Overall, DAX continues to balance above its medium-term upside support line taken from the low of August 15th. But lately, the German index started struggling with forming a new higher high, as it is still trading below the key area of resistance, at 13315, marked near the highs of November 7th, 12th and 26th. Given all the information above, we will take a neutral stand for now and wait for a clear break through one of the highlighted areas on the chart, before examining a further short-term directional move.
If DAX manages to break above the previously-discussed 13315 barrier and then easily overcomes the 13375 hurdle, which is the high of November 19th, this could attract more buyers into the game. After that, the German index could travel a bit higher, where the next important pit-stop might be near the 13600 level, marked by the highest point of January of 2018.

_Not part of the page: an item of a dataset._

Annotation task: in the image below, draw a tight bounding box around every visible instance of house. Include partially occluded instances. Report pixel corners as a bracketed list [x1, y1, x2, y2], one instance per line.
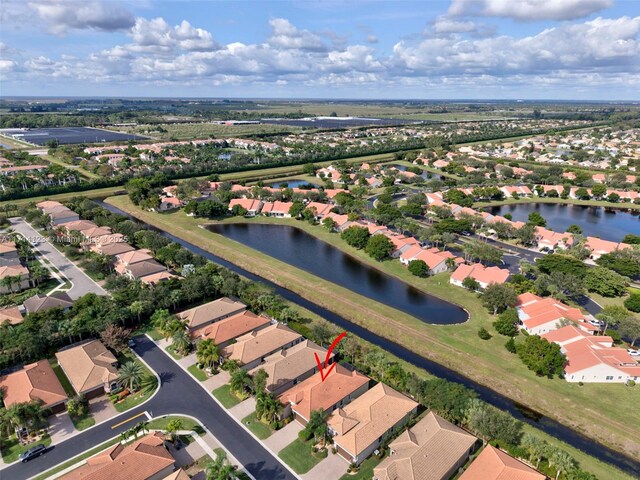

Our oscillators, the RSI and the MACD, are also in support of the idea to stand pat, at least for now. Although the RSI is above 50, it is currently running flat. The MACD is also pointing nowhere. The indicator remains above zero, but below its trigger line.
On the downside, if by any chance the price slides below its key support zone between the 12987 and 13039 levels, which are marked by the high of October 28th and the low of November 21st respectively, this could temporarily worry the bulls. Such a move could increase DAX’s chances of drifting a bit lower, initially aiming for the 12793 obstacle, a break of which may clear the path to a test of the aforementioned upside line.